Policy Gradient Methods

Policy Gradient Methods directly optimize the policy $\pi_\theta(a|s)$ by computing gradients of the expected return. Unlike value-based methods, they naturally handle continuous actions and stochastic policies.

The Objective

Maximize expected return:

J(\theta) = \mathbb{E}_{\tau \sim \pi_\theta}\left[\sum_{t=0}^{T} \gamma^t r_t\right]

We need $\nabla_\theta J(\theta)$ to do gradient ascent.

The Policy Gradient Theorem

The key result that makes this tractable:

\nabla_\theta J(\theta) = \mathbb{E}_{\tau \sim \pi_\theta}\left[\sum_{t=0}^{T} \nabla_\theta \log \pi_\theta(a_t|s_t) \cdot R_t\right]

where $R_t = \sum_{t'=t}^{T} \gamma^{t'-t} r_{t'}$ is the return from step $t$ .

Why Log Probability?

The “log-derivative trick”:

\nabla_\theta \pi_\theta(a|s) = \pi_\theta(a|s) \nabla_\theta \log \pi_\theta(a|s)

This lets us estimate gradients through sampling without knowing environment dynamics.

REINFORCE Algorithm

The simplest policy gradient:

for episode in episodes:
    states, actions, rewards = collect_trajectory(policy)
    returns = compute_returns(rewards, gamma)
    
    loss = 0
    for s, a, R in zip(states, actions, returns):
        loss -= log_prob(policy(s), a) * R
    
    optimizer.zero_grad()
    loss.backward()
    optimizer.step()

Interactive Visualization

Watch how policy gradients update a simple policy:

Policy Gradient Learning

Episode: 0

Goal: Learn that action "→" gives reward. Policy starts uniform, then learns.

←

25%

→

25%

↑

25%

↓

25%

Update rule: Increase π(a|s) when action a gets positive advantage, decrease when negative. ∇log π(a|s) × advantage.

High Variance Problem

REINFORCE has high variance because:

Returns vary widely across episodes
Credit assignment is imprecise (which action caused the reward?)

Variance Reduction: Baselines

Subtract a baseline $b(s)$ from returns:

\nabla_\theta J(\theta) = \mathbb{E}\left[\nabla_\theta \log \pi_\theta(a_t|s_t) \cdot (R_t - b(s_t))\right]

This doesn’t change the expected gradient but reduces variance. Common choice: $b(s) = V(s)$ .

Actor-Critic Methods

Use a learned value function as baseline:

Actor: Policy $\pi_\theta(a|s)$
Critic: Value function $V_\phi(s)$

\nabla_\theta J(\theta) \approx \nabla_\theta \log \pi_\theta(a_t|s_t) \cdot (r_t + \gamma V_\phi(s_{t+1}) - V_\phi(s_t))

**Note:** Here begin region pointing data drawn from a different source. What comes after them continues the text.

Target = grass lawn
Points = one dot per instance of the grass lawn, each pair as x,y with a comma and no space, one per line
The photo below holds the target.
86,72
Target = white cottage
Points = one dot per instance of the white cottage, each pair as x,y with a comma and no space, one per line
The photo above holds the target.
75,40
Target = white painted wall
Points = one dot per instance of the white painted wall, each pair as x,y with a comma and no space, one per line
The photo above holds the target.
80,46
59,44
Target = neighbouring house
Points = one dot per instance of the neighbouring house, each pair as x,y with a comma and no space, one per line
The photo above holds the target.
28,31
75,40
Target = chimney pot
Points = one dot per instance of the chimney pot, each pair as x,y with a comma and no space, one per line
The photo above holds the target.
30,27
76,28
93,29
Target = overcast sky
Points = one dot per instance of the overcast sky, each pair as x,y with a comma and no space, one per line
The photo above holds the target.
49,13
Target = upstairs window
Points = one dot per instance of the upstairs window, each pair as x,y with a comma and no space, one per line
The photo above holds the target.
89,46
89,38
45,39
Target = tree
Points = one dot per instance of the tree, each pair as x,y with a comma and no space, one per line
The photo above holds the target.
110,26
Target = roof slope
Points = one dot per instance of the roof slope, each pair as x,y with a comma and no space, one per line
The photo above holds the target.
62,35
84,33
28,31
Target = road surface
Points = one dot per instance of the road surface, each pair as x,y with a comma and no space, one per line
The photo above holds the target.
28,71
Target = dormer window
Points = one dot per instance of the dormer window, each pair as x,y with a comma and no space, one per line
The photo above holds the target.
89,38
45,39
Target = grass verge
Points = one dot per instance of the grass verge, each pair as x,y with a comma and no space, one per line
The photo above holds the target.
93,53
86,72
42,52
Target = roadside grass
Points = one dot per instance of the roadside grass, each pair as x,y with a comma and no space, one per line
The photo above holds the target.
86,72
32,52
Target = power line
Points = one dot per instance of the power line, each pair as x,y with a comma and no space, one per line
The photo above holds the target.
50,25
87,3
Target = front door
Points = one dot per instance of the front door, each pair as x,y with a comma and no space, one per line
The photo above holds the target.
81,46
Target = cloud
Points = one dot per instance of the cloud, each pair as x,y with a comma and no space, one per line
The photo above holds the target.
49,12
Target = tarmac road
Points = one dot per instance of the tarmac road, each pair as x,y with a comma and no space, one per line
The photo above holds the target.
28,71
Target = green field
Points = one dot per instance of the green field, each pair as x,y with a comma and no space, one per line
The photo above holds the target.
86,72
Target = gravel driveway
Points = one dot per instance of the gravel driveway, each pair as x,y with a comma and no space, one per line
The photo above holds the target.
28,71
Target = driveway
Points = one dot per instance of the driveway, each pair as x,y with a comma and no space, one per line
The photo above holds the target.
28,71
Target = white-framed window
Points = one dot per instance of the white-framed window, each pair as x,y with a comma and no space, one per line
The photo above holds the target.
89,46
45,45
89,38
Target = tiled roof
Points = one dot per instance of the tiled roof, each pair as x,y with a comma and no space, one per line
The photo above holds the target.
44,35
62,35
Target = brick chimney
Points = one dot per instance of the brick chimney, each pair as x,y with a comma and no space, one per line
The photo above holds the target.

The advantage $A_t = r_t + \gamma V(s_{t+1}) - V(s_t)$ tells us if the action was better or worse than average.

Key Algorithms

Algorithm	Key Idea
REINFORCE	Vanilla policy gradient
A2C	Actor-critic with advantage
A3C	Asynchronous parallel training
PPO	Clipped surrogate objective
TRPO	Trust region constraint

Advantages of Policy Gradients

Continuous actions: Natural parameterization
Stochastic policies: Better exploration
Direct optimization: Optimize what you care about
Convergence: Guaranteed to local optimum

When to Use

Continuous action spaces
When you need stochastic policies
When state representation is rich enough